I encourage you to consider the potential of buying a new wheelchair through a good Durable Medical Equipment (DME) company. I use NuMotion and in my area, their technical and sales folks are very good. The administrative folks are very kind, but have difficulty wading through the immense amount of paperwork needed to get anything done.
If your father has insurance (medicare and/or private insurance), he can get a new wheelchair if his needs have changed and those changes, along with a corresponding need for a new wheelchair, are documented by appropriate medical professionals.
Getting him an appropriate wheelchair seems like the priority right now. If his current wheelchair is not appropriate, getting a new one through insurance is the most likely path to getting the right wheelchair. Doing so depends very much on the quality of the sales person you work with. Look around and find the best salesperson. It will make a big difference.
My salesperson is a former physical therapist. She knows a tremendous amount about wheelchairs, how to fit them, and how to work with the insurance providers to get them paid for.
It took me 4 months to get my first wheelchair through NuMotion. From your post, it sounds like your father will need a more capable wheelchair soon.

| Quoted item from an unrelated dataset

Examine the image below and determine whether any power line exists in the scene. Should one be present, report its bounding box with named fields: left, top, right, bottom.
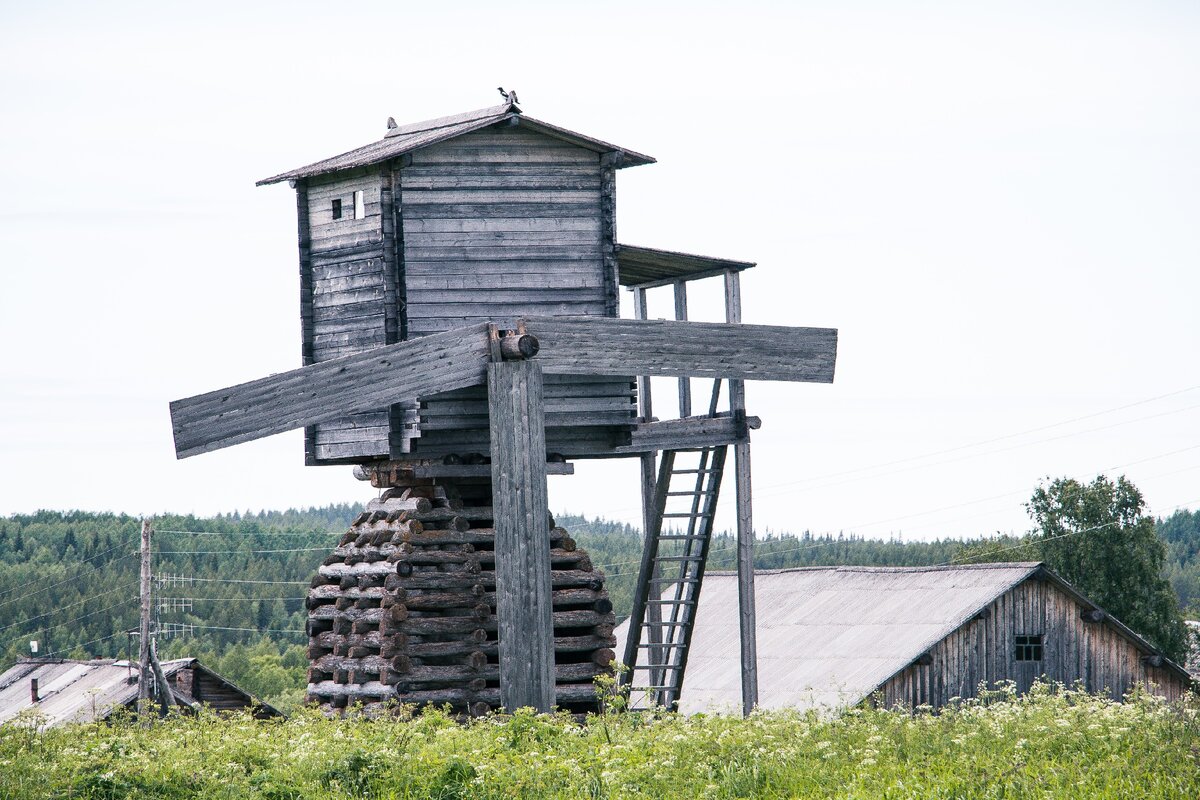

I encourage you to start now if you decide to go through insurance.
If a wheelchair is acquired via insurance, then insurance will also pay to maintain that wheelchair (new tires, batteries, bearings, motors, control modules, seat backs, headrests, etc.). I know, because I have been through this.
When you get another wheelchair, regardless of the way you get it, I encourage you to keep the old wheelchair as a backup. Wheelchairs are complex things and do break. When they break, it can take a very long time to get them repaired.
My insurance-provided wheelchair was in the shop once for 4 months while waiting for insurance approval and parts. That repair cost about $12,000 and was paid for by insurance (minus deductible). I was very, very glad to have a backup wheelchair during those 4 months!
In total, that wheelchair has had $45,000 to $50,000 of repairs done to it in less than 4 years, all covered through insurance. If I had not had insurance, I would have done the repairs myself (well, my friend would have, but I would have supervised
) It would have cost a small fraction of what the DME billed insurance.
Not all wheelchairs will need as extensive and expensive repairs as mine do. I do not abuse them in any way, but I do use them extensively. You can check out a few of my threads to get an Idea of how I use a wheelchair. Certainly I am not a typical user
.
If you go the insurance route to get a wheelchair, be aware that most insurance will balk at paying for the seat elevate function. There are ways to get that function at reduced to no cost. Let us know if you run into that dilemma.